Common misconceptions

“Codex is just ChatGPT in coding mode.” Not since the 2026 relaunch. Codex is a standalone agent with its own CLI, IDE extensions, web console, and GitHub app; cloud tasks run long-horizon work in a sandbox and open PRs.

“Claude Code is just claude.ai in a browser.” It is a separate terminal-native product. It does share your plan’s usage allowance with claude.ai, but it edits your real filesystem and runs your real shell — the web app does neither.

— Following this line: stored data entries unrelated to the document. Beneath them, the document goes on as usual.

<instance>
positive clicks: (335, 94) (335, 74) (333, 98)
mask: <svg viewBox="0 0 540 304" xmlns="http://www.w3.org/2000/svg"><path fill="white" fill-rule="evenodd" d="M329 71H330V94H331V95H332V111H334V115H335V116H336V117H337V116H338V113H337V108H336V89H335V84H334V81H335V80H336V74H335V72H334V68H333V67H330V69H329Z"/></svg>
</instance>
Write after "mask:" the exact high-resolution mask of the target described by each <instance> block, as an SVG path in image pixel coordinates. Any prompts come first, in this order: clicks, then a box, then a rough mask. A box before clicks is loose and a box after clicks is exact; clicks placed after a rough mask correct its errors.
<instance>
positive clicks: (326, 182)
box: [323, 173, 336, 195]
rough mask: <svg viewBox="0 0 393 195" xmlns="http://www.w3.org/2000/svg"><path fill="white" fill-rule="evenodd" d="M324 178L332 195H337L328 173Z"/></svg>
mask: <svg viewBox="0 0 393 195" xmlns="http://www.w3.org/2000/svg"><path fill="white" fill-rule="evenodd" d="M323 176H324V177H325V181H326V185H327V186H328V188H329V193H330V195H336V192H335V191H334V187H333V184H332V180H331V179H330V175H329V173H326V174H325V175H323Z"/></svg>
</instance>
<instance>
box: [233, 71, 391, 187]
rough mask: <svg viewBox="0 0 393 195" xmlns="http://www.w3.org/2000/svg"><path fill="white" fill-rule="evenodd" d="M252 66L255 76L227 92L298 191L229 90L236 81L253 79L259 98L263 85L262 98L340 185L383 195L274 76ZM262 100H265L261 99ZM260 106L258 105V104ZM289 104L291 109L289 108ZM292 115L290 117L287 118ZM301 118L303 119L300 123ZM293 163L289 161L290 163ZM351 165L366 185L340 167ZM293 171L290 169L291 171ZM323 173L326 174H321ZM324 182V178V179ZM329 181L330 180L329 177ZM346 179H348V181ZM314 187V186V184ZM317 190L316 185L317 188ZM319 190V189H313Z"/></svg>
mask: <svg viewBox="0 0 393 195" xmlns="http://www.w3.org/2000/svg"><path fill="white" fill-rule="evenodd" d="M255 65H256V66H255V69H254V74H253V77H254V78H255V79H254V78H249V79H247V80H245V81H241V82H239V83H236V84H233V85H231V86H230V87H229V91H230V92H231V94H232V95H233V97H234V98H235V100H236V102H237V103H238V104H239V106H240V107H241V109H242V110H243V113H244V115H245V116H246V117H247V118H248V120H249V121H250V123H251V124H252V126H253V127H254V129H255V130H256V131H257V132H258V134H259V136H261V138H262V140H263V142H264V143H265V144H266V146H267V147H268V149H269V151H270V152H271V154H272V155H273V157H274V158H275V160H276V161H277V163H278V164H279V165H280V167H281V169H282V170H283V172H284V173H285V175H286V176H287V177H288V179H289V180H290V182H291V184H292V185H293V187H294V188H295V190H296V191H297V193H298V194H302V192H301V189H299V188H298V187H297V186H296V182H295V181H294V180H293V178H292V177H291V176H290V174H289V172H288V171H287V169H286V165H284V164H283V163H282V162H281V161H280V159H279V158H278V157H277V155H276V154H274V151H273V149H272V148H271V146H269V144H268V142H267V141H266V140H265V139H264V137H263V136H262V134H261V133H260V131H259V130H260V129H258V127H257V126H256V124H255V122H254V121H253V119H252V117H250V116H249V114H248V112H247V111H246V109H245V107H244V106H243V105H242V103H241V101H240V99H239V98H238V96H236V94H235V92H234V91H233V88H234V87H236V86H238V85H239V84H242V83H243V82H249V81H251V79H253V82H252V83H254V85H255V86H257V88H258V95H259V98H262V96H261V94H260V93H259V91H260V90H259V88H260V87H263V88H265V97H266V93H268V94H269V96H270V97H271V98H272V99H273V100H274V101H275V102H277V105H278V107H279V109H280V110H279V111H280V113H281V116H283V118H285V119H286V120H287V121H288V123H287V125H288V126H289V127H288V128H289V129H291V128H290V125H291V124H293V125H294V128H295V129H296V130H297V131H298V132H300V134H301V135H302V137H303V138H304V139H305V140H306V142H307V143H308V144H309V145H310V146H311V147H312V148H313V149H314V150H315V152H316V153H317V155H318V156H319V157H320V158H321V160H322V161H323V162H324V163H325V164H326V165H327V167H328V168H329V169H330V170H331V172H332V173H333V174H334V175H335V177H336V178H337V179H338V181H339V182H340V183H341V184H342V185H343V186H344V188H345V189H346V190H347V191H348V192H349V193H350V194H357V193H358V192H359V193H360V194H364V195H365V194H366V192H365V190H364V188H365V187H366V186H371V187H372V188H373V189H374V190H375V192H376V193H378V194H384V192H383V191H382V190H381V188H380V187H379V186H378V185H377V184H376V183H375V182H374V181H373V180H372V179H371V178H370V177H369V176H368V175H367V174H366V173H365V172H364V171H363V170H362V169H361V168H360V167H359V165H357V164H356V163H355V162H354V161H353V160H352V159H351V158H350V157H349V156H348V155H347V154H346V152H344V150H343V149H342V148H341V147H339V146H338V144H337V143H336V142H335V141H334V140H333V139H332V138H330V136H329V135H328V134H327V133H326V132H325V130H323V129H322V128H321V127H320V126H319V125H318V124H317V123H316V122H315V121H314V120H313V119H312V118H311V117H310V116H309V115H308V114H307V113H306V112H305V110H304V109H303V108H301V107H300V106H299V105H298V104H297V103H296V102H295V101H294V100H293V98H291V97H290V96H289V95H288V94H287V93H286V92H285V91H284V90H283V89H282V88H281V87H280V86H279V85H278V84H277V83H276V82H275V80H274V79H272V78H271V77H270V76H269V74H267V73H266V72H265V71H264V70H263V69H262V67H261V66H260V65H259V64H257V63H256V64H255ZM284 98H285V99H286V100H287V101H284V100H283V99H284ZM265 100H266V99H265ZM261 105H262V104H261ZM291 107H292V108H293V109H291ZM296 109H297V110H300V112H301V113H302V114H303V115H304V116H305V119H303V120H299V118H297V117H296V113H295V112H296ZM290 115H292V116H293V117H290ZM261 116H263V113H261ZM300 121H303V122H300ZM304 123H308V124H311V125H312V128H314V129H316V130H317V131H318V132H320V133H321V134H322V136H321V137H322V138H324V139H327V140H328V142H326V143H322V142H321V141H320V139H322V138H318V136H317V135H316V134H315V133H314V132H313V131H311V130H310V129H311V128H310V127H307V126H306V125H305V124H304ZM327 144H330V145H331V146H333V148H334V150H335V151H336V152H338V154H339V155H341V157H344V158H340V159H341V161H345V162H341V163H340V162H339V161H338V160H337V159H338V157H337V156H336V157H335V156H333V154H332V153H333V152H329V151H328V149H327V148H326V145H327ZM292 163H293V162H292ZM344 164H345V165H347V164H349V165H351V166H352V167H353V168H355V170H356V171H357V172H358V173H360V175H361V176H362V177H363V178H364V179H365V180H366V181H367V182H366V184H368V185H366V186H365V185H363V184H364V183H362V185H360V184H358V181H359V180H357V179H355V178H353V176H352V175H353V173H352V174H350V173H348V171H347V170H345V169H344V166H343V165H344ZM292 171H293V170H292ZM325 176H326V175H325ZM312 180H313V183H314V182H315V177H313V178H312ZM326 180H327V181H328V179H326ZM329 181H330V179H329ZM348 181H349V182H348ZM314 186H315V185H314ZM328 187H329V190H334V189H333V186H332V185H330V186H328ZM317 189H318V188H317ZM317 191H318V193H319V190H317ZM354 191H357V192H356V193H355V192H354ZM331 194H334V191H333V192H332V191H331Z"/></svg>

“One of them is clearly smarter.” On June 2026 benchmarks they split the wins. Pick on workflow and which plan you already pay for, not on a one-point benchmark gap.

FAQ

Q: Which is better for working on my local repo? A: Claude Code. It runs in your terminal against the real working tree, so edits, git operations, and test runs happen in place with near-zero latency. Codex can run locally via its CLI too, but its default and strongest mode is the cloud sandbox, which is more loosely coupled to your live repo state.

Q: Which handles long, hands-off agentic tasks better? A: Codex, for fully unattended cloud jobs — it isolates each task in a sandbox, can run 1,000+ sequential tool calls, and fans out several jobs in parallel. Claude Code is stronger when you want to stay in the loop locally and correct course between steps, and its subagents parallelize work inside one session.

Q: Can I use both on the same project? A: Yes, and many people do. Typical split: Claude Code locally for anything touching your working tree, Codex in the cloud for isolated background tasks like “fix this issue and open a PR.” They do not share context, so commit between handoffs and let each start from a clean git state.

Q: Do they share pricing or accounts? A: No. Codex bills through your OpenAI/ChatGPT plan (Free / Go / Plus $20 / Pro $200); Claude Code bills through Anthropic (Pro $20 / Max $100 / $200). Both meter per token against your plan and fall back to API rates once you exhaust the included allowance.

Q: Can Claude Code use GPT-5.5, or Codex use Claude? A: No. Claude Code runs Anthropic models only (Opus 4.7, Sonnet 4.6); Codex runs the GPT-5 family only (GPT-5.5 default for cloud tasks). If you need one tool that switches between vendors in a single project, use a multi-model editor like Cursor instead.